I tried putting the eggs back in the nest for awhile this morning and each parent came down and arranged them but didn't settle down on them. they are both wanting out of the cage right now, so since I have to leave for a few hours I'm returning the eggs back to the "incubator". I'll candle the eggs when I get back.

A couple of quick questions - isn't it only ok to leave the eggs 'unwarmed for 10-15 minutes ? I just don't want to let them get too cooled off. and.... should I keep trying to reintroduce the eggs to the nest as the parents seem more calmer?

thanks, I'll check back later


----------



## srtiels (May 1, 2009)

10-15 min is fine as far as the eggs and cooling.

Once you candle the eggs to see how they are developing you'll know from the pix's how close to hatch you are. What I would suggest is to incubate them. Once you see an egg pipping, and hear it chirping in the egg, hold it and let the male hear it.

If you have any eggs that don't look good just leave them in the nest. Hopefully if the male gets interested he may sit on the piping egg and all of them to hatch it out. OR PLAN B...if the male shows an interest in the egg and races to the feed dish and starts chowing down that is a good sign. Every few hours let him hear the baby vocalizing in the egg so that he can start holding some food and fluid in his crop to try to feed the baby. If the hen has no interest at all let just the male feed and raise the baby/babies.


----------



## srtiels (May 1, 2009)

Here is an article I have online. http://justcockatiels.weebly.com/assist-hatches.html

Read it foe a 'Just in Case' situation. it has alot of info in regards to candling and monitoring the eggs, and assessing if there is a problem going on inside, etc.


----------



## keith1 (Jan 4, 2008)

Ok, I just got back. I candled the eggs - I hope my description is somewhat understandable as this is my first time doing this. 

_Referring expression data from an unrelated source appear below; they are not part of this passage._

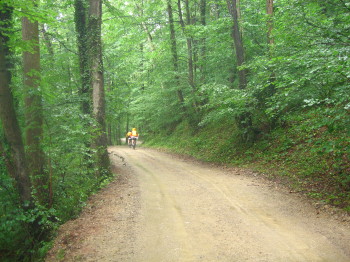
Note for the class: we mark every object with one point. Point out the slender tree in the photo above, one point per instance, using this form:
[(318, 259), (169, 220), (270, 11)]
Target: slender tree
[(80, 18), (8, 115), (203, 8), (237, 38), (174, 52), (33, 106), (97, 86), (188, 41)]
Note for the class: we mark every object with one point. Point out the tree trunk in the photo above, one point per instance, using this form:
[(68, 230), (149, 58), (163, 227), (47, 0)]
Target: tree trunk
[(33, 109), (80, 17), (202, 68), (269, 12), (236, 34), (97, 86), (174, 53), (188, 41), (8, 115)]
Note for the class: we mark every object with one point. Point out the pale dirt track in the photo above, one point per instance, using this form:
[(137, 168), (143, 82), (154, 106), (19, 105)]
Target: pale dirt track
[(163, 208)]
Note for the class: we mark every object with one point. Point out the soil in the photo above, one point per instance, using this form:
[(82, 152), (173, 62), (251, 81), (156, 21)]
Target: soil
[(164, 208)]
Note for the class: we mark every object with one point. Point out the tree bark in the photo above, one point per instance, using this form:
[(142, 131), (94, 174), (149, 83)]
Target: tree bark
[(8, 115), (191, 81), (33, 108), (97, 86), (80, 18), (202, 67), (269, 12), (236, 34), (174, 53)]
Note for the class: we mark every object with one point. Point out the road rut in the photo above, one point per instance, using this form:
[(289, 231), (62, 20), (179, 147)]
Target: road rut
[(175, 209)]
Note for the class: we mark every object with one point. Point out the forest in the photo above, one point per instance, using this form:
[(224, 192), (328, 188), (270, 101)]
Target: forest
[(261, 84)]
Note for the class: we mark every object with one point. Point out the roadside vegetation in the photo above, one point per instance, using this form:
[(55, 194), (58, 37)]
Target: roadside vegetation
[(257, 83)]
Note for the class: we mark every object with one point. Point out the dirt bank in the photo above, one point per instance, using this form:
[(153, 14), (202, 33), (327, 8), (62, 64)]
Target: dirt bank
[(162, 208)]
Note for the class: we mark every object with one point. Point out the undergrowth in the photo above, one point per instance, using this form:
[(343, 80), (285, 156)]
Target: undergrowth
[(308, 151)]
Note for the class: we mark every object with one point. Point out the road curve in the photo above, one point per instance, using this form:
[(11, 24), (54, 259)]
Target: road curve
[(196, 212)]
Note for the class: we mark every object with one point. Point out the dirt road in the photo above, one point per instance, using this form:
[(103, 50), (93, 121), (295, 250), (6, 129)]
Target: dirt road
[(163, 208)]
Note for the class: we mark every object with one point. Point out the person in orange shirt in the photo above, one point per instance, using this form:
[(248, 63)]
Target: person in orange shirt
[(128, 138), (134, 137)]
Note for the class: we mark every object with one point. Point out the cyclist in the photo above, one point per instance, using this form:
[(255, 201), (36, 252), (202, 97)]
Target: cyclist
[(134, 136), (128, 138)]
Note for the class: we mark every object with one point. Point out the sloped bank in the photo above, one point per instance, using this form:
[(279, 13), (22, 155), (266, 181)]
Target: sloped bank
[(307, 155)]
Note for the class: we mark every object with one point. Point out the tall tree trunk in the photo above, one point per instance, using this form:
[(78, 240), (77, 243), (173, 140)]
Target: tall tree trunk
[(174, 53), (188, 42), (8, 115), (97, 86), (203, 6), (33, 108), (236, 34), (269, 12), (80, 17)]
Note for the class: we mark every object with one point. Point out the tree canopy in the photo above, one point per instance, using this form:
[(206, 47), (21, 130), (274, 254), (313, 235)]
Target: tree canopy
[(263, 71)]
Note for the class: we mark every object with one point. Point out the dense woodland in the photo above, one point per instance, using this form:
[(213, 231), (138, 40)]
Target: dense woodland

In three of the eggs I can see the veins - this includes the two gray and one white egg. The other white egg is solid with the clear area taking up about 1/4 of the space - no visible signs of veins. I guess it could be the first egg which was not fertile or maybe the last which is 11 days today.

When candling the darkest gray egg it looked like the chick was moving around, thought I saw the shape of the head. Coulda' been because I was excited/nervous and was shaking a little - hee hee. 

Due to the circumstances going on I'll try not to get too optimistic - but it's just great that help is so near, Thanks.


----------



## srtiels (May 1, 2009)

OK...it sounds live you have some live babies in the egg. From here on out it is a wait and see. 

What I would suggest now is to put a small shot glass of warm water in the corner of your incubator. 2-3 times a day lightly sprinkle some drops of water on the bedding only, not on the eggs. This helps to maintain humidity.

ALSO if you have a fine tip marker on the side of each egg put an *X *on one side, and an *O *on the other. Every 4-6 hours turn the eggs so that either the X or O is facing up. Also watch the eggs. When you see the first sign of a pip mark, you will not have to turn the egg anymore. Let Daddy bird listen to the egg and watch to see if he starts to eat fast. Once pipped you will also want to cool the egg down for 15-20 min, and set in the coolest area of the incubator with the pip side UP. The cooling down stimulates the baby to move and contract to try and start to draw the blood into the body, and next the yolk. Once the baby does this it will start to cut out of the egg. This happens FAST!

GOOD LUCK...Birdie Daddy


----------



## keith1 (Jan 4, 2008)

Got everything set up as suggested. Actually our male has spent a lot of time sitting on the empty cage nest today, so if indeed an egg starts to pip, we think he will be ready to " take over" . Guess it's time to let mother nature take over for the next few days.


----------



## srtiels (May 1, 2009)

Fingers crossed that Daddy bird will hatch out and raise the baby. When an egg hatches the Daddy birds get so excited that he will call and run back and forth and if they could talk they'd be yelling: "Come Look!!!"


----------



## keith1 (Jan 4, 2008)

Thanks for the "just in case" link, I've been reading through it.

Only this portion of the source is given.